Apparently when cows eat closer to what they have evolved to eat (instead of cheap corn), they stop contributing as much to global warming.
I only have one question, and it is for the Ms. Julia Laurain, who is quoted in the article and is a representative of Valorex SAS, a French company that is making feed additives to make conventional feed closer to that which is evolutionarily appropriate. Why come up with a 'new' feed, complete with these 'newly discovered additives' when pasturing the animals will do the trick?
Excerpts from the highly recommended NYT article are below. (Now I am craving a grass-fed burger...)
Greening the Herds: A New Diet to Cap Gas
By LESLIE KAUFMAN
HIGHGATE, Vt. — Chewing her cud on a recent sunny morning, Libby, a 1,400-pound Holstein, paused to do her part in the battle against global warming, emitting a fragrant burp.

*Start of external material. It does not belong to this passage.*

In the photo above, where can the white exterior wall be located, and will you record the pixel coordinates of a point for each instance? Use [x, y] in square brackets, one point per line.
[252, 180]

Libby, age 6, and the 74 other dairy cows on Guy Choiniere’s farm here are at the heart of an experiment to determine whether a change in diet will help them belch less methane, a potent heat-trapping gas that has been linked to climate change.
Since January, cows at 15 farms across Vermont have had their grain feed adjusted to include more plants like alfalfa and flaxseed — substances that, unlike corn or soy, mimic the spring grasses that the animals evolved long ago to eat.
As of the last reading in mid-May, the methane output of Mr. Choiniere’s herd had dropped 18 percent. Meanwhile, milk production has held its own.
Scientists working with Groupe Danone had been studying why their cows were healthier and produced more milk in the spring. The answer, the scientists determined, was that spring grasses are high in Omega-3 fatty acids, which may help the cow’s digestive tract operate smoothly.
Corn and soy, the feed that, thanks to postwar government aid, became dominant in the dairy industry, has a completely different type of fatty acid structure.
Ms. Laurain maintains that even if the [more suitable] feed costs more, it yields cost savings because the production of milk jumps about 10 percent and animals will be healthier, live longer and produce milk for more years.
The methane-reduction results have been far more significant in France than in the Vermont pilot — about 30 percent — because the feed is distributed there not just to organic farms, where the animals already eat grass for at least half the year, but also to big industrial farms.
“They are healthier,” [Mr. Choiniere] said of his cows. “Their coats are shinier, and the breath is sweet.”